Formado em 2016, o duo coleciona composições que foram aprimoradas ao longo do tempo, resultando em versões musicalmente mais maduras. As faixas selecionadas para compor o EP que apresenta a Jardins de Yoni ao grande público foram “Divalproato” (música de trabalho), “Primeira Vez”, “Saudade Repassada”, “Meio Barro, Meio Tijolo”, “Fim dos Trabalhos” e a instrumental “Mergulho Lento”.

A dupla aposta na música como aliada num momento em que as pessoas buscam formas de manter o bem-estar, diante de um cenário inesperado de pandemia. “A gente vive um momento ímpar na história da nossa geração. A música é um alento para as pessoas. Não temos a pretensão de ser o novo sucesso nacional, mas que quem ouça se sinta conectado com alguma coisa. Arte é isso. É mudar a vida de alguém por um instante, breve ou não. Que ela chegue nas pessoas certas e que as pessoas se identifiquem”, avalia Diego Nogueira.

Diferencial

A Jardins de Yoni entrega a sonoridade de uma banda completa, porém com apenas dois componentes. “Eu faço as músicas na voz e violão, mas já imaginando como ela será no futuro. Eu e o Diego nos reunimos no estúdio dele e começa a construção da canção. É uma parada analógica (guitarra) e outra digital, que são os sintetizadores e beats disparados pelo Diego. Pode até ser uma surpresa quando ouvirem o disco, porque não parece que as músicas foram feitas somente por dois caras, mas foram”, detalhou Victor Torres.

(Foto: Divulgação)

“Gosto de experimentar sons, timbres, ideias. Geralmente o Victor já chega com uma ideia de letra e, às vezes, um arranjo simples no violão. A partir daí eu passo para os sintetizadores, começo a pensar em beats e, juntos, vamos atrás de referências e explorando ideias. Duas pessoas precisam fazer a função de uma banda inteira. Não é violão e voz. Tem guitarra, beats, sintetizadores, pianos, bateria eletrônica, efeitos, vocoders. Os arranjos são feitos de uma forma que a gente consiga reproduzir da maneira mais orgânica possível na hora do ao vivo”, acrescentou Diego, ao destacar o entrosamento da dupla.

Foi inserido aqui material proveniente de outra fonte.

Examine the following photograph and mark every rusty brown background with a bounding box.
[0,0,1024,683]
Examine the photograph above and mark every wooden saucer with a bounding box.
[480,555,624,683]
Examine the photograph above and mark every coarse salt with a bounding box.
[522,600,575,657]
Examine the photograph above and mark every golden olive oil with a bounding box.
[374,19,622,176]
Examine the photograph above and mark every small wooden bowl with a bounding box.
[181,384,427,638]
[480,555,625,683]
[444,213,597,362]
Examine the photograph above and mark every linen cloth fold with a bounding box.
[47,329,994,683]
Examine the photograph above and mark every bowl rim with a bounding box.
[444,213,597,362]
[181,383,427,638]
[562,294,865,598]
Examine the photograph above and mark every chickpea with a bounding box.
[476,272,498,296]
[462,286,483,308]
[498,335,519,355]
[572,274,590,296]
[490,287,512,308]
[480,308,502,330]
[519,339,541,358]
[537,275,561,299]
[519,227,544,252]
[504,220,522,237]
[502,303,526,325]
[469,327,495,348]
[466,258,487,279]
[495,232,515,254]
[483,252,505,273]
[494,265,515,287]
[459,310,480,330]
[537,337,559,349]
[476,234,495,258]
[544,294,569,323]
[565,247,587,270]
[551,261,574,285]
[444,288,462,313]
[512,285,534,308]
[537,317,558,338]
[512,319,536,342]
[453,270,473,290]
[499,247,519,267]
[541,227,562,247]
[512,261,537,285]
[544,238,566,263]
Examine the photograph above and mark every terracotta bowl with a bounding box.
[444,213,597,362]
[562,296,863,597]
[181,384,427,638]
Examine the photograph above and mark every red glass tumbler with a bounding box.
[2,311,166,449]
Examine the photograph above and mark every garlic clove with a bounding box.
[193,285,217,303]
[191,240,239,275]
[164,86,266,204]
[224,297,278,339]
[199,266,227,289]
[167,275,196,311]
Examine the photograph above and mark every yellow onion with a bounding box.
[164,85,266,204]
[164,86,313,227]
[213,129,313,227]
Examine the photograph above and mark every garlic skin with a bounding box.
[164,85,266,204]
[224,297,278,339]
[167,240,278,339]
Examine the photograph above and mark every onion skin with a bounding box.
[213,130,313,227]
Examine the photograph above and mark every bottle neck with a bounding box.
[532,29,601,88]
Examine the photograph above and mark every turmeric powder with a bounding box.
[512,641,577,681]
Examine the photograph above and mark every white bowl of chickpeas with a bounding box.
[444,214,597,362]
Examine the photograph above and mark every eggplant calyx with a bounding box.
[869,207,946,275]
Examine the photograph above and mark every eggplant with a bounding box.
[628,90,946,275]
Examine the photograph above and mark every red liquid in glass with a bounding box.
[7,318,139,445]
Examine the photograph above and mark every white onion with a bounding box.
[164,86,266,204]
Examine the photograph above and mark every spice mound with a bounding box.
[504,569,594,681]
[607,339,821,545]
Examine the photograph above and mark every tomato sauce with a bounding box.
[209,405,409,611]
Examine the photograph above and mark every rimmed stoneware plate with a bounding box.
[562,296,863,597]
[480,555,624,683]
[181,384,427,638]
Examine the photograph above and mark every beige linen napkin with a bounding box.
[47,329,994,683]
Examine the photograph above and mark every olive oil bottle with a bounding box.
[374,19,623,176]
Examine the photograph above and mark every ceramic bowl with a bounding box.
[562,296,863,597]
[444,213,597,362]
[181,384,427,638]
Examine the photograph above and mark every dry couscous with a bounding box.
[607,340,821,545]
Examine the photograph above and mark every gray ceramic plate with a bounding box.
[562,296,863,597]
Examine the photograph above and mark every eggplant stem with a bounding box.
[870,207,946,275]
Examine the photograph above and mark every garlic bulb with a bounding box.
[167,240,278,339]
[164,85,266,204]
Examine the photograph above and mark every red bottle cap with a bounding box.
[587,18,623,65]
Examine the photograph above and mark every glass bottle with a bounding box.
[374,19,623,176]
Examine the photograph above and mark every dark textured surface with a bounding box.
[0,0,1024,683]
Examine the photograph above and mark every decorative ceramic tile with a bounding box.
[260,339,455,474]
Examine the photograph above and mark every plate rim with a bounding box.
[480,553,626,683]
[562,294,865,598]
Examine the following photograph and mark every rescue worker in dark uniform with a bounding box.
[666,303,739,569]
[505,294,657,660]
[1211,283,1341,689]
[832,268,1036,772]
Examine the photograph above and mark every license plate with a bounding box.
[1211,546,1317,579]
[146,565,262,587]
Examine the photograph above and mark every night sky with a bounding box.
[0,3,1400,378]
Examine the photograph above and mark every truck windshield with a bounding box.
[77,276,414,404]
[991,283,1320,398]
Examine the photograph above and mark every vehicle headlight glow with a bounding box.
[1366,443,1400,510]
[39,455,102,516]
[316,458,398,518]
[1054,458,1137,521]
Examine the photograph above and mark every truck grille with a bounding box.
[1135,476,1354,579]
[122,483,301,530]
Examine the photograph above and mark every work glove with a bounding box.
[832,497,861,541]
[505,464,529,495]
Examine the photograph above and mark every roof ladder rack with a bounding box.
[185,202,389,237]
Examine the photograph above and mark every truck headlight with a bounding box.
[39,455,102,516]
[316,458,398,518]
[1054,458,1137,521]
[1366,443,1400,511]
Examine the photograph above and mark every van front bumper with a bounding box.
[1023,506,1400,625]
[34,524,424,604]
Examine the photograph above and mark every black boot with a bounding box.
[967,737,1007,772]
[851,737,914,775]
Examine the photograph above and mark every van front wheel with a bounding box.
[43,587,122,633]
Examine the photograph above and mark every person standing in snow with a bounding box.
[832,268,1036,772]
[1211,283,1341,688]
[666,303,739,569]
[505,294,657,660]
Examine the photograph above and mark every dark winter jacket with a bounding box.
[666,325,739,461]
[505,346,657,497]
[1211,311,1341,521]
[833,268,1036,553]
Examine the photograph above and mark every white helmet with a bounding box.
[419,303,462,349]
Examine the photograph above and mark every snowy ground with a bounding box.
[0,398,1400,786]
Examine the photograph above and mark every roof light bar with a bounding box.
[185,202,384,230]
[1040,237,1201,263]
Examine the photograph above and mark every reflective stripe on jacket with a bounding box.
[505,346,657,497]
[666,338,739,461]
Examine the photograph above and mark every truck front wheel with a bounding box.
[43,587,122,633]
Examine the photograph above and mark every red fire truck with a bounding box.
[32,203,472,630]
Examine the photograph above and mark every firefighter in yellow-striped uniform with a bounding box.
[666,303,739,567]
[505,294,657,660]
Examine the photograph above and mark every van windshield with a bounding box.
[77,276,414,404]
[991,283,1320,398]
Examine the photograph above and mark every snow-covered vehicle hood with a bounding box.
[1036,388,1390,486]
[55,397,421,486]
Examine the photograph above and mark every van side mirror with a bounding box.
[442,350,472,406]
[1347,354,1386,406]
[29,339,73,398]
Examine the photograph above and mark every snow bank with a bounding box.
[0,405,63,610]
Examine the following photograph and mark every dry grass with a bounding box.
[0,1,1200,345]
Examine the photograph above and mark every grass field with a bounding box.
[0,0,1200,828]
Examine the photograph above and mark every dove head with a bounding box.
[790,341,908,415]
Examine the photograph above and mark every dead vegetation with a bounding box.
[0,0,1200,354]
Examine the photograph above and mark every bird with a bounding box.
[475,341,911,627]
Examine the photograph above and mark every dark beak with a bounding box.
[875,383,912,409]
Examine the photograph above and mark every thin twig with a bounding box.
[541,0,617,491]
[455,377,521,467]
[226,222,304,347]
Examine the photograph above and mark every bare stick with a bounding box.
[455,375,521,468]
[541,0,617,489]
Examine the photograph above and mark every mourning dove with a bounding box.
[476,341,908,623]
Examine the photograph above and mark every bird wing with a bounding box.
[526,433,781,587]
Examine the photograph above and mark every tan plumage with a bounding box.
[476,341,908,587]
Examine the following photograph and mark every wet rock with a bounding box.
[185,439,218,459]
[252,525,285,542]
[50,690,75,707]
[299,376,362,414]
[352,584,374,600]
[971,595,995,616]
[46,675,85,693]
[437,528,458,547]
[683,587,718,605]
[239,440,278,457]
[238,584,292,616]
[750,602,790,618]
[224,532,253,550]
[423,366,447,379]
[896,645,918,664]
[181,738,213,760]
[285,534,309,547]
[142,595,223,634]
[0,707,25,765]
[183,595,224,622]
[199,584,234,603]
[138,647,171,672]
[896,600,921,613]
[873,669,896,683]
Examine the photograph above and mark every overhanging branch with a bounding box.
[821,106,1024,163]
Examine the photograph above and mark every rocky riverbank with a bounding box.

O nome da banda surgiu bem antes de ela existir. “Peguei um livro de psicologia sobre simbolismo e li que ‘jardins’ significava ‘paraíso’ em algumas religiões, algo bem óbvio, mas explodiu minha cabeça, na época. Eu tinha uma palavra, mas queria um nome composto. Foi aí que, na última página do livro, tinha um triangulo de cabeça para baixo. Li que o nome era Yoni, local de nascimento, sagrado, deusa suprema. E ali nasceu a Jardins de Yoni”, explicou Victor Torres.